Well known and unfortunately widely used chemical carcinogens are tobacco, alcohol, pesticides and certain types of fibers and dusts (e.g. asbestos and coal). Many substances become carcinogenic only after metabolization in human cells. For example, some smokers have overactive activator enzymes in their lungs, and most if not all precarcinogens in tobacco are metabolized to actual carcinogens. Smokers, whose activator is lazier, accumulate much less carcinogens from the same about of precarcinogens. Same kind of mechanism is in the kidneys, where a carcinogen eliminating enzyme can either be very effective or very passive. Examples of such enzymes are N-acetyltransferase (NAT) and glutathione S-transferases (GSTs).

Cytochrome P450 genes, also known was CYP, catalyze reactions where polycyclic aromatic hydrocarbons (PAH-compounds) are metabolized to carcinogens. Humans have 57 CYP-genes. Some are expressed in the lungs, some in the kidneys. Different CYP-genes have been scientifically proven to be connected with lung cancer.

Example: asbestos
- Asbestos is inhaled when working with asbestos without adequate protective gear
- Asbestos fibers penetrate lung epithelium, causing inflammation and tissue damage
- Free radicals are produced due to prolonged contact between asbestos and mesothelial cells, and due to prolonged exposure to inflammatory cells.
- Reactive oxygen causes DNA damage. Antioxidants can hinder this reaction, but cannot entirely prevent it.
- Asbestos fibres in the lung become covered in iron and calcium. Macrophages ingest asbestos fibres, whereupon growth factors are released, and fibroblasts coat the macrophages with collagen.  


Molecular genetics of Hutchinson-Gilford progeria syndrome

(c) Georgia Gwinnett College
Hutchinson-Gilford progeria syndrome or HGPS for short is a disease causing premature ageing in children. The children are born healthy, but begin to age rapidly when they reach 18-24 months of age. The disease causes growth failure, heart issues, loss of hair, loss of body fat, aged-looking skin and stiffness of joints. The childred die of atherosclerosis around 13 years of age. Progeria is very rare, 100 patients have been diagnozed within as many years.

The disease is caused by a mutation in lamin-forming gene LMNA. Most cases are new mutations, meaning that the parents are not carriers of the disease and the susceptibility cannot be estimated. 90 % of the patients carry the same single-point mutation, which leads to aberrant splicing and a lack of 50 amino acids in lamin A.

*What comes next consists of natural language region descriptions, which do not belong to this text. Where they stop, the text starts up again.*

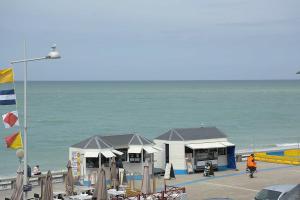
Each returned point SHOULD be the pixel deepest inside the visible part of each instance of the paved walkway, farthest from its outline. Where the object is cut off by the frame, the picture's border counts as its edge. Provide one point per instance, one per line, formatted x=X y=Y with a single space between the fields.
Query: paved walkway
x=233 y=184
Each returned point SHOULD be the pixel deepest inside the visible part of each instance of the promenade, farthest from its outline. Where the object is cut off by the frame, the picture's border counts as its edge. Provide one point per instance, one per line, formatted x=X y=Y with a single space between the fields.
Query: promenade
x=233 y=184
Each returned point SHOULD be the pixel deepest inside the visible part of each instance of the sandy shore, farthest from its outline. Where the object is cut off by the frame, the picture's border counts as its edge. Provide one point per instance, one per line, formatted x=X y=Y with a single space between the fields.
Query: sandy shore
x=233 y=184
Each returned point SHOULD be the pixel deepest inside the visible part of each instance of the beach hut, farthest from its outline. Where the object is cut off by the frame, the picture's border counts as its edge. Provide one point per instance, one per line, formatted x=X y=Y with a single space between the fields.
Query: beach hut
x=136 y=150
x=188 y=149
x=88 y=155
x=130 y=149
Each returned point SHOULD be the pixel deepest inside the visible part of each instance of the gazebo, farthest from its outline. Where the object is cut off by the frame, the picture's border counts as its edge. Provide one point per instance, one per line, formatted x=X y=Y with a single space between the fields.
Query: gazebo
x=130 y=149
x=188 y=149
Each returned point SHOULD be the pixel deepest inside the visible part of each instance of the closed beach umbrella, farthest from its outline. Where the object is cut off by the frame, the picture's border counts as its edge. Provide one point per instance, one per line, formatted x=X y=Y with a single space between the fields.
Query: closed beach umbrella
x=113 y=173
x=100 y=188
x=18 y=186
x=48 y=190
x=146 y=188
x=69 y=180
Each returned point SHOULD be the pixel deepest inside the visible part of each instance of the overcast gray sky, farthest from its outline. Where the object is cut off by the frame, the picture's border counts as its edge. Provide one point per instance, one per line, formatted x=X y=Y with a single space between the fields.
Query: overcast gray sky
x=154 y=39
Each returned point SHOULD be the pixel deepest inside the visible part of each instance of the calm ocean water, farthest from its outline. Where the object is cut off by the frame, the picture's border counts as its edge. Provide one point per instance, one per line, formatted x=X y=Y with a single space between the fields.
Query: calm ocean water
x=63 y=113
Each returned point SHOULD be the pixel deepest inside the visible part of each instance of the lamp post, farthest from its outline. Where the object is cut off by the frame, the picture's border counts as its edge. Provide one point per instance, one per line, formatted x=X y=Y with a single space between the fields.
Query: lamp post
x=52 y=55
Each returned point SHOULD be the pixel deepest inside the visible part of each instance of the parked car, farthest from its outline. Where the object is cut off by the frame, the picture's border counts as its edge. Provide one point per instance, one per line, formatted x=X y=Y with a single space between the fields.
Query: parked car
x=274 y=192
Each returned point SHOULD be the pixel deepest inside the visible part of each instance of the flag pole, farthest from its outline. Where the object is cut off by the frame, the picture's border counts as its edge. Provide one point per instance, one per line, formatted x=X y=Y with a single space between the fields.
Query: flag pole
x=54 y=54
x=25 y=121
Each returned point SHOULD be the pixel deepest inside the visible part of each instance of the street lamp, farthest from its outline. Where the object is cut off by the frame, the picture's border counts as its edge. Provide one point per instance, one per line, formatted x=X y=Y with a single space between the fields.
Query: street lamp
x=52 y=55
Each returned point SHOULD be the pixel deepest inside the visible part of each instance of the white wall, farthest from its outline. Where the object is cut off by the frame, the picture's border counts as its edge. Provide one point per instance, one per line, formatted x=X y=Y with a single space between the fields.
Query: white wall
x=159 y=157
x=177 y=155
x=222 y=160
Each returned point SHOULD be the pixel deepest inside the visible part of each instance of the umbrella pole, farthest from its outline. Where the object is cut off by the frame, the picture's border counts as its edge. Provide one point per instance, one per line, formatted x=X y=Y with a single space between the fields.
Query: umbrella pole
x=154 y=184
x=42 y=185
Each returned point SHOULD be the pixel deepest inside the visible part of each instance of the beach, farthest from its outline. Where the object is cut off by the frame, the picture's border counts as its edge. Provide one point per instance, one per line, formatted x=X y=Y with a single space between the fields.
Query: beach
x=231 y=184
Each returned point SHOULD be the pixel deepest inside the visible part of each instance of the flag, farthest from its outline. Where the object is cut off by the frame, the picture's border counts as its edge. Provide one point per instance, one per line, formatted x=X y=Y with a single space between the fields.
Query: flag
x=14 y=141
x=6 y=75
x=7 y=97
x=10 y=119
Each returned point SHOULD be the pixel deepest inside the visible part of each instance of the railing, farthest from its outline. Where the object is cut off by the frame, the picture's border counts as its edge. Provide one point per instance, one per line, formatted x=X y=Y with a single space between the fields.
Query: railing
x=57 y=177
x=170 y=192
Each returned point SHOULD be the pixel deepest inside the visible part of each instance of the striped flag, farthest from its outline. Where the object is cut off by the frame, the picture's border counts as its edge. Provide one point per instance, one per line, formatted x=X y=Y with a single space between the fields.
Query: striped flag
x=6 y=75
x=10 y=119
x=7 y=97
x=14 y=141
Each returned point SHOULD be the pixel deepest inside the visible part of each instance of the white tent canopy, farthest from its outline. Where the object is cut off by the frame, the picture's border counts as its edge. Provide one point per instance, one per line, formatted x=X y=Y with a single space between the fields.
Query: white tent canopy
x=108 y=154
x=91 y=154
x=206 y=145
x=227 y=144
x=135 y=149
x=150 y=149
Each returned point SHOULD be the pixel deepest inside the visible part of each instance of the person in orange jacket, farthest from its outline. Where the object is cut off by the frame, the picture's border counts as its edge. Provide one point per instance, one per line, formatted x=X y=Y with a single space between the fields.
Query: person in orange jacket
x=251 y=165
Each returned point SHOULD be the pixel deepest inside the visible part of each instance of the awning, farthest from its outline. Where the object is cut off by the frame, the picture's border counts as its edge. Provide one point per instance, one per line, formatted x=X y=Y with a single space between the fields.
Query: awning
x=91 y=154
x=227 y=144
x=206 y=145
x=117 y=152
x=135 y=149
x=108 y=154
x=149 y=149
x=158 y=148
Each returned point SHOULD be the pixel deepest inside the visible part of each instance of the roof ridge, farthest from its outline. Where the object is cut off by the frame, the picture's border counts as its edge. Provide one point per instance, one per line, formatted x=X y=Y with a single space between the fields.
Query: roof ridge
x=171 y=134
x=97 y=142
x=105 y=142
x=178 y=134
x=139 y=138
x=87 y=144
x=131 y=139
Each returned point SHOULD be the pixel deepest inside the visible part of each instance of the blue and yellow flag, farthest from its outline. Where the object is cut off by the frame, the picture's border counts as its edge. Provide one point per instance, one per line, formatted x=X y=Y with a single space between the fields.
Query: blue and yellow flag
x=6 y=75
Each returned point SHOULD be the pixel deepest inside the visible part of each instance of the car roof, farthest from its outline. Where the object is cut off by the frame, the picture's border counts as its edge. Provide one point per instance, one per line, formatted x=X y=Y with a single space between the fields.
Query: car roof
x=280 y=188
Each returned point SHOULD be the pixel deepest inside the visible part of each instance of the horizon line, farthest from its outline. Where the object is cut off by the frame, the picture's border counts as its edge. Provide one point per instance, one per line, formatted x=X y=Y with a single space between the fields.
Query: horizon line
x=157 y=80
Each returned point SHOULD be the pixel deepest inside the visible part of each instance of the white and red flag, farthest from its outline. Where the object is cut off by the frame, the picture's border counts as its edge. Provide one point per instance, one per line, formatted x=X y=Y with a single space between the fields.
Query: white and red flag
x=10 y=119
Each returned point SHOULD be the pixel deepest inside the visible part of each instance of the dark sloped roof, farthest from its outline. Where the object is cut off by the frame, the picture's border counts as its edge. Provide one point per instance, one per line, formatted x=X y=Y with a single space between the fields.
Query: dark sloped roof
x=125 y=140
x=94 y=142
x=118 y=140
x=185 y=134
x=115 y=141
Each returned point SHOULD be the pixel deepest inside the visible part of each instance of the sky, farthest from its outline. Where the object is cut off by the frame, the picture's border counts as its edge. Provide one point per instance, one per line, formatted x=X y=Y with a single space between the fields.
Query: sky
x=153 y=39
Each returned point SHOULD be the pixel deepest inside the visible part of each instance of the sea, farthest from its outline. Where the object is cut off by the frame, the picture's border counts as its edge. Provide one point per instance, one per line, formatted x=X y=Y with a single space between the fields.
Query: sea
x=60 y=114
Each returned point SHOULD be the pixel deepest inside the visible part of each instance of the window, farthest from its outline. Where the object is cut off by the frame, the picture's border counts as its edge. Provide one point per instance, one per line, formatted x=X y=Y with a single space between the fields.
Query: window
x=104 y=161
x=92 y=162
x=201 y=154
x=123 y=157
x=213 y=154
x=135 y=157
x=222 y=151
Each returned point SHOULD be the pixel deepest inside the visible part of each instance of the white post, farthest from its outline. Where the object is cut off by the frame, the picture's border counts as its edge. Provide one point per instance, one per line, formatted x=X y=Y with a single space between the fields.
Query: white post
x=142 y=161
x=25 y=180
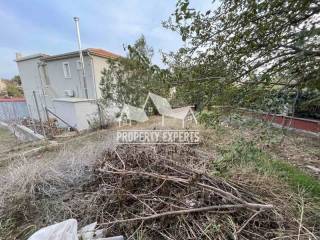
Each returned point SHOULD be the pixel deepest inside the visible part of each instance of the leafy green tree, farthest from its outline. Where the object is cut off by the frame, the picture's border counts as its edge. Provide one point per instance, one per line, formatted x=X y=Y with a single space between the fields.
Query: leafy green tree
x=265 y=46
x=129 y=79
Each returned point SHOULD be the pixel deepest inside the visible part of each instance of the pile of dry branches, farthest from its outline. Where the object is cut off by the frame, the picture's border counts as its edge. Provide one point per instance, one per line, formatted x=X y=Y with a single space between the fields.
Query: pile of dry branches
x=154 y=193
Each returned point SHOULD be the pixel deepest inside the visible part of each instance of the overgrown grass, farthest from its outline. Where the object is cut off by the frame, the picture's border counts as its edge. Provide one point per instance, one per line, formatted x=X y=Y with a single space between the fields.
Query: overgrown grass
x=243 y=153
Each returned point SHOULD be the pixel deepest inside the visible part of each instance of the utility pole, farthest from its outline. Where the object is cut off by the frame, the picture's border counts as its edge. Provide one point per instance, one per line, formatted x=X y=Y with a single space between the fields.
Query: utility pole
x=76 y=19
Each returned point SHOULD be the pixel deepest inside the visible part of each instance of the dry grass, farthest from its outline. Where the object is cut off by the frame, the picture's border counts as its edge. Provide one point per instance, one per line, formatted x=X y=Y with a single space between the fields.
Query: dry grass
x=51 y=186
x=44 y=177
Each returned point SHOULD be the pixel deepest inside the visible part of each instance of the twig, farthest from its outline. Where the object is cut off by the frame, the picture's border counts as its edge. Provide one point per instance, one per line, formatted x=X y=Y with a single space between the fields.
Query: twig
x=192 y=210
x=301 y=218
x=247 y=222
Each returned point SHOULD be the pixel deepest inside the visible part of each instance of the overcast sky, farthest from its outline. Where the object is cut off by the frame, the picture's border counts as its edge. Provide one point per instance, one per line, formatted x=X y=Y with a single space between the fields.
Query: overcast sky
x=47 y=26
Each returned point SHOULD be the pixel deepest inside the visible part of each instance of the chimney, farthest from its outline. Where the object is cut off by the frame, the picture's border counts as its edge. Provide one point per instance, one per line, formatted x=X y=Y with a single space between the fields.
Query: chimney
x=18 y=56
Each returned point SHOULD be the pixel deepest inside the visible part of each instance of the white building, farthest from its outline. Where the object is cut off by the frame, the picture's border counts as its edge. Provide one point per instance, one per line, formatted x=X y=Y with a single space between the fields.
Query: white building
x=52 y=80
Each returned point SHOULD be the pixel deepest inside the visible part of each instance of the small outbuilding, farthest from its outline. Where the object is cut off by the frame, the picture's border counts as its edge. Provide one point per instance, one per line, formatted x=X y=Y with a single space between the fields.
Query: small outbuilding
x=130 y=113
x=157 y=105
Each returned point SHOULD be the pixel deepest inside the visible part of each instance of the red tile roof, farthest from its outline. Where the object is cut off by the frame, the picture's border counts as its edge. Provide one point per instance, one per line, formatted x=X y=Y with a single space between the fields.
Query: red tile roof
x=103 y=53
x=12 y=100
x=94 y=51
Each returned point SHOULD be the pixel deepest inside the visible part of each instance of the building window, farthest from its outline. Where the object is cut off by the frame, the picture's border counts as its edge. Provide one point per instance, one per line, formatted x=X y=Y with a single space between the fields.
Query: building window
x=66 y=70
x=79 y=65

Due to the aberrant splicing the protein lamin A is not postprocessed correctly. A farnesyl group is added to end of lamin A in a cell. In a normal cell, this farnesyl group is soon removed, and the final protein, callen lamin A, is formed. In progeria-infected patients the farnesyl group remains, leading to instability of the protein (which is called progerin). The instability is what causes the premature aging, since lamin A is very important factor in maintaining cell integrity and structure.

Progeria is related to normal ageing. Each chromosome has long telomeres at the ends. Each division in normal cell shortens the telomeres, until they begin to "wear out". Shortened telomeres induce the production on progerin - the very same protein which in progeria-patients induces premature ageing, and for the same reason (aberrant splicing). In other words, progeria patients experience all of the symptoms and die of old age when ~13 years old.